First let's discuss that my school works on trimester schedules. As a woman of childbearing years, this word makes me feels suspiciously nauseous, edgy on the verge of crying, and with a distinct need to re-organize the linen closet while eating a pint of Ben and Jerry's at 3 a.m.

I can't deal with that word association for the next some odd years, so I call them terms. Makes me feel less bloated. 

I started this journey with what I thought was at least a somewhat clear idea of what I want to do when I grow up. While I still want to do that, I think there might be a better path to get there. 

The degree program I am working through is a big part of the eventual position I want to hold. Since it is time to choose classes for next term, I decided to re-read the entire course catalog to make sure I know what the school really has to offer. I'm not sure I ever did that when I applied. Biggie mistake, as my favorite employee used to say. This school has so much more to it than I thought.  

Now I have to decide not only if I am in the right program, but also if I need to add an extra term to make sure I have all of the learning I think I will need to be successful in my career. In short, I want to do it right the first time and I have too many options. 

I am currently enrolled in the non-licensure track for my degree. I chose it originally because it sounded more like the policy and politics side of the program. I want to help change the culture of health and wellness in my community by integrating our abundant alternative and complementary care practitioners with our overtaxed and under-supported biomedical system. I had originally thought perhaps a more policy-oriented program would fit.  

I now think I should switch to the licensure track, which in this school has a complementary care concentration in a subject I already hold a certificate in. I wonder whether being a licensed practitioner in my regulation-heavy state might be a better place from which to begin to bring together people and organizations where ideology and terminology can often be insurmountable differences and squabbles over shrinking grants can be vicious. 

If I want to change to the license track, there are three options. Two still fall under my current department, the third is in a different program all together. The two are still Masters of Science programs and while still two-year programs, they require supervised clinical hours rather than a capstone project or thesis. The third is a Master of Arts which does not require supervised hours, but a does require a capstone project as well. 

With a little bit of sleuthing I discovered that there are at least three agencies in my county that do supervised hours for clinical students. All of them are run by people I already know through my recent foray into local community service volunteering.

Doing clinical hours in the organizations I want to integrate would afford me an understanding of the needs of both, a task not possible to do as a policy wonk. The clincher would be whether they can take clinical students who attend school, virtually, in another state. 

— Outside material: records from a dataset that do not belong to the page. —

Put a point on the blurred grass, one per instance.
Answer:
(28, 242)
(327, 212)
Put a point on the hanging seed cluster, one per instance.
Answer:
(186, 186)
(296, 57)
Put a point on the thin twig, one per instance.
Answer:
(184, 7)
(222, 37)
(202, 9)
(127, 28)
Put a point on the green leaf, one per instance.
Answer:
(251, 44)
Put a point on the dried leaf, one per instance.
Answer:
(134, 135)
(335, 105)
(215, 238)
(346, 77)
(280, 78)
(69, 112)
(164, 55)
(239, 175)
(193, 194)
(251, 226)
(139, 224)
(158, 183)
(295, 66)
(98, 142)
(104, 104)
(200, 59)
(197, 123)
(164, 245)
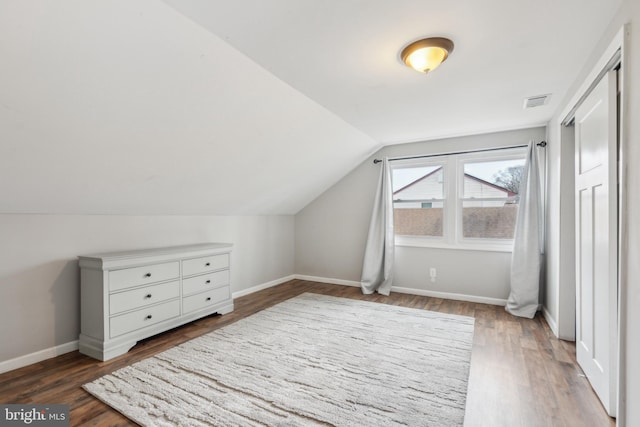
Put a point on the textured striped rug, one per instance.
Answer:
(312, 360)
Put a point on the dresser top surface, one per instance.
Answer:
(169, 250)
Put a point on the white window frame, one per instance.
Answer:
(453, 165)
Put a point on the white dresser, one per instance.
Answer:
(128, 296)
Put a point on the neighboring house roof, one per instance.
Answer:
(466, 175)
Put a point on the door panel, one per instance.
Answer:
(596, 239)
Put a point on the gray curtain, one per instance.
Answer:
(377, 268)
(526, 261)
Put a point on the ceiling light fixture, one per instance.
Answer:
(425, 55)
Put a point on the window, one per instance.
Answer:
(458, 201)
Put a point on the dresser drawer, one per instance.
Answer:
(204, 264)
(204, 282)
(205, 299)
(144, 317)
(142, 297)
(137, 276)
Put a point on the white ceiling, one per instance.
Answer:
(251, 107)
(344, 54)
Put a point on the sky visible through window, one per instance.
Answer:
(482, 170)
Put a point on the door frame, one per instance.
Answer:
(566, 320)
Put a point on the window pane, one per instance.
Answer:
(418, 221)
(418, 194)
(492, 179)
(489, 220)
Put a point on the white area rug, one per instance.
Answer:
(311, 360)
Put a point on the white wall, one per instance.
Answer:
(39, 276)
(331, 231)
(559, 279)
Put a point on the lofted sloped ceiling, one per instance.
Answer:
(256, 106)
(128, 107)
(344, 54)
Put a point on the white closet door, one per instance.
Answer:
(596, 239)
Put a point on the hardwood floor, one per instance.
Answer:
(521, 375)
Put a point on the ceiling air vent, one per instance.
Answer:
(536, 101)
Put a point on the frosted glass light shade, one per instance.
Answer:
(427, 54)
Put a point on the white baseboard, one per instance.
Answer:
(550, 321)
(38, 356)
(448, 295)
(412, 291)
(328, 280)
(262, 286)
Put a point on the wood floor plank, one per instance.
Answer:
(521, 375)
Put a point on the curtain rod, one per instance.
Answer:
(539, 144)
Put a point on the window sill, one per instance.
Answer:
(421, 242)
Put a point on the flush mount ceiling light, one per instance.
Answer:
(425, 55)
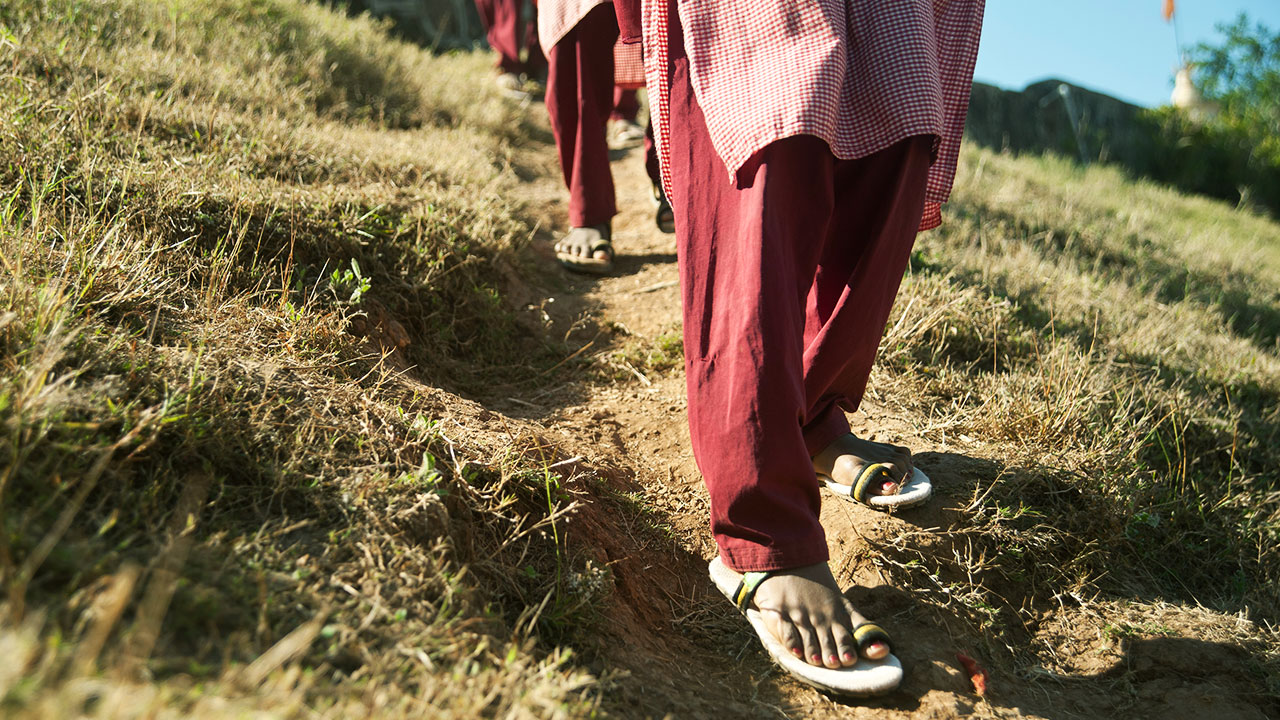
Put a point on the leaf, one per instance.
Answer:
(977, 673)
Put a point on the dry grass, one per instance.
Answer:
(227, 229)
(1111, 350)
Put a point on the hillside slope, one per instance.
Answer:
(302, 420)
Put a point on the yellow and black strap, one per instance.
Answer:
(869, 633)
(868, 474)
(746, 589)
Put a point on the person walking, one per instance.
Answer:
(803, 146)
(507, 31)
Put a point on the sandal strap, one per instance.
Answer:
(868, 633)
(867, 475)
(746, 588)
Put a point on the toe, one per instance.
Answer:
(846, 647)
(809, 641)
(786, 633)
(830, 647)
(876, 651)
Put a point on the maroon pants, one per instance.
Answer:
(626, 104)
(502, 24)
(579, 100)
(787, 277)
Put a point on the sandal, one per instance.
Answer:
(914, 492)
(865, 678)
(594, 238)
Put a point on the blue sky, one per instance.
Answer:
(1121, 48)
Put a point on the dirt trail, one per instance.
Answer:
(686, 651)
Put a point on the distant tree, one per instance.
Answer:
(1243, 76)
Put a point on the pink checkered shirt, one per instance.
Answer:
(860, 74)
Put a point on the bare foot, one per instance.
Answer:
(804, 609)
(845, 459)
(590, 242)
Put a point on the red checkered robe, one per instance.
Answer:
(860, 74)
(557, 17)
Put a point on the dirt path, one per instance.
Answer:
(686, 651)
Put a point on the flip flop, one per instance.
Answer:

Creating and participating in a capstone project in my community would be a more difficult task. Finding a sponsor, creating and running the program then getting the sign off will be harder with the smaller resource pool our rural community draws from. However, I could use the project as the foundation or trial for a post-graduation collaboration. 

The other key to the decision hinges on the transfer of credits from my previous school. If I change to the MA program, I lose a whole lot of credits that I have to make up in an extra term. If I stay in the MS program I can switch my degree path and my concentration and still keep the credits. Which reminds me, I need to make sure I mark them off on my plan of study so I don't take ones I don't have to. More room for cool electives. This school has a lot of cool electives. 

My next step is to call my academic advisor and really spend some time talking through the degree options and my projected plan. With his help I am sure I will be able to come up with a suitable course that will cover all the bases to step me up for success when I graduate.  

Until I can set up the discussion, I will spend a few hours making sure that I pass my organic chemistry class. Because if I don't pass organic chemistry this first term, I'll be taking it again at the end.